Bordeaux, le 29 septembre 1914.

Monsieur le directeur,

A de nombreuses reprises des rumeurs peu bienveillantes ont été répandues dans le public, surtout en France, d’après lesquelles l’intégrité du territoire du royaume des Pays-Bas et par conséquent sa neutralité auraient été violées par des troupes allemandes qui, en investissant la Belgique, auraient traversé l’extrémité méridionale du Limbourg.

Sur les ordres de mon gouvernement, j’ai non seulement opposé itérativement par la voie de la presse le démenti le plus absolu à cette fausse représentation des faits, mais encore transmis une protestation officielle au gouvernement de la République française.

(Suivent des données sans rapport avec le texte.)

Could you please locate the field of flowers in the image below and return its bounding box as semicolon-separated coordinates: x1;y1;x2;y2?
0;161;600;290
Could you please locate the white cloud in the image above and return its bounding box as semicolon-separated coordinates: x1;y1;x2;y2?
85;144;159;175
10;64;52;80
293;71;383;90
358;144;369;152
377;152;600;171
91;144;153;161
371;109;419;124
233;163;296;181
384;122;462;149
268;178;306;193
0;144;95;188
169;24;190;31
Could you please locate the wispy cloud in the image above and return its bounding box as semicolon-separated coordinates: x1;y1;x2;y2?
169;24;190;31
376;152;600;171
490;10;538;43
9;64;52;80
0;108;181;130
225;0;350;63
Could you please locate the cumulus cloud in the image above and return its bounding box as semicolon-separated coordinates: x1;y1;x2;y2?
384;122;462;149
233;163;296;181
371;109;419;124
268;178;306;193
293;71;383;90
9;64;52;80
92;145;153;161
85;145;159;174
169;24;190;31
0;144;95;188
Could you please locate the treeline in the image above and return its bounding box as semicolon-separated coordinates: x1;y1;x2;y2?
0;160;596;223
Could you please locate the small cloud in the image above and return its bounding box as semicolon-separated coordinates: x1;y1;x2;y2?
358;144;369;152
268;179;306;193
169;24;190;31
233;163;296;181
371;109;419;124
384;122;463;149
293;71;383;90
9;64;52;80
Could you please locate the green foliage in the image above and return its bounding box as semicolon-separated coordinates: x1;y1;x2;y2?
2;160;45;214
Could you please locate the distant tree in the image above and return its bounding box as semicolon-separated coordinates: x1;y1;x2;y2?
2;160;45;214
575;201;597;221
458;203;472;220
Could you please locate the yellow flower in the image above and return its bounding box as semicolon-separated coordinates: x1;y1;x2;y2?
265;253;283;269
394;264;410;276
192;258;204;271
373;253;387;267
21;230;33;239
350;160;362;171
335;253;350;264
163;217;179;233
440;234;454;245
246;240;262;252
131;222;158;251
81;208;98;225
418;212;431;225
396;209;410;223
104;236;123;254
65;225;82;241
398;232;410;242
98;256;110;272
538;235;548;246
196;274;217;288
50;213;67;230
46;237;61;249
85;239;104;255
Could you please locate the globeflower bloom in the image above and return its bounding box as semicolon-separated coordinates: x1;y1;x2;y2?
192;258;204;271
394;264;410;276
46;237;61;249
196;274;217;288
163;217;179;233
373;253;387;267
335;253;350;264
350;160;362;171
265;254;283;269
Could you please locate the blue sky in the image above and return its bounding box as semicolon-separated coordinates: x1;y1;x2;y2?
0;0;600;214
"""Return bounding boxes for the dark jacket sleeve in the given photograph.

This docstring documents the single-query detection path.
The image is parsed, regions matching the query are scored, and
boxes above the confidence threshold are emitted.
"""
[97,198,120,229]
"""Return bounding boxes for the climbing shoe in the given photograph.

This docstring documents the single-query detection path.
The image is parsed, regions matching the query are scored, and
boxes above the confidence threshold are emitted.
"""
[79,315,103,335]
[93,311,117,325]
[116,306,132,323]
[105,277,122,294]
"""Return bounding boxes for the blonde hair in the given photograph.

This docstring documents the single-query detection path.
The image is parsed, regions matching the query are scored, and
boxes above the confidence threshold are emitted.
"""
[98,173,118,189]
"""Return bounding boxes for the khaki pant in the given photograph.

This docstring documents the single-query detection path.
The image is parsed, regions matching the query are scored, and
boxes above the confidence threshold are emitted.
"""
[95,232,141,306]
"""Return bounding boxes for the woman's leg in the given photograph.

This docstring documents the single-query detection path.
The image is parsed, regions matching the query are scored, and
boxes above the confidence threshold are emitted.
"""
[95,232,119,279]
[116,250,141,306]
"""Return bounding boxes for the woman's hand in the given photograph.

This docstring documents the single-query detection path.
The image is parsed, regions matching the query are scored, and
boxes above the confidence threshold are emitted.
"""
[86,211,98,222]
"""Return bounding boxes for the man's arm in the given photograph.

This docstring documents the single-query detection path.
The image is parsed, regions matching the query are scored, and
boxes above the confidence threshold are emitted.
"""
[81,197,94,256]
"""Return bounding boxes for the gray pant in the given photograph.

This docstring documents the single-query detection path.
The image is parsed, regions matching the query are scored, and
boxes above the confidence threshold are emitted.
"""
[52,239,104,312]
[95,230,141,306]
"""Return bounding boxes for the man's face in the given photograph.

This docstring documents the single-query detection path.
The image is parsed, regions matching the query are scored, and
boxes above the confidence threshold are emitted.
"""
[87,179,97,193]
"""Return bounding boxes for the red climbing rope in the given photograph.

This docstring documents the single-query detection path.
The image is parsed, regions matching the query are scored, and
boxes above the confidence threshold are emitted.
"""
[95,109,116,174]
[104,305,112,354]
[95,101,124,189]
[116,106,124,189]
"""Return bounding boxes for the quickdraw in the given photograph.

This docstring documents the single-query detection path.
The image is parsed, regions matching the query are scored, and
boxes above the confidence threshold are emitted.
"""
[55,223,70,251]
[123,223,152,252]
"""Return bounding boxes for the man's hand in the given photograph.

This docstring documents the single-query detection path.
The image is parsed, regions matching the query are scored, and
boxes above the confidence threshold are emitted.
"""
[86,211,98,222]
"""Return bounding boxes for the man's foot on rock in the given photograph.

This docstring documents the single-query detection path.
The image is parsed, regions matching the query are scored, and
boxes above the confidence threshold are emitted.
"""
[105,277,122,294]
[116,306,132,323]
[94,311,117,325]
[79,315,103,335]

Nonobstant ces démarches, L’Illustration a publié dans son numéro du 8 août, page 108, un article avec une carte, avançant de nouveau «que l’armée allemande pénétra sur le territoire belge et trouvant des ponts coupés, qui retardaient sa marche, écorna le territoire du Limbourg hollandais, franchit la Meuse à Eysden et arriva à Visé».

Je renouvelle donc ici la rectification déjà donnée, que le territoire néerlandais n’a pas été traversé par l’armée allemande.

Ce qui aura probablement donné lieu à cette erreur, c’est que quelques soldats allemands et belges, égarés sur le territoire hollandais aux environs d’Eysden, y ont été arrêtés et désarmés, et internés ensuite à Alkmaar.

D’ailleurs, dans le discours du trône que la reine des Pays-Bas prononça récemment lors de l’ouverture du Parlement, Sa Majesté déclara qu’à sa grande satisfaction la neutralité absolue, que la Hollande observe et maintient de toutes ses forces, n’a d’aucune façon été violée jusqu’ici.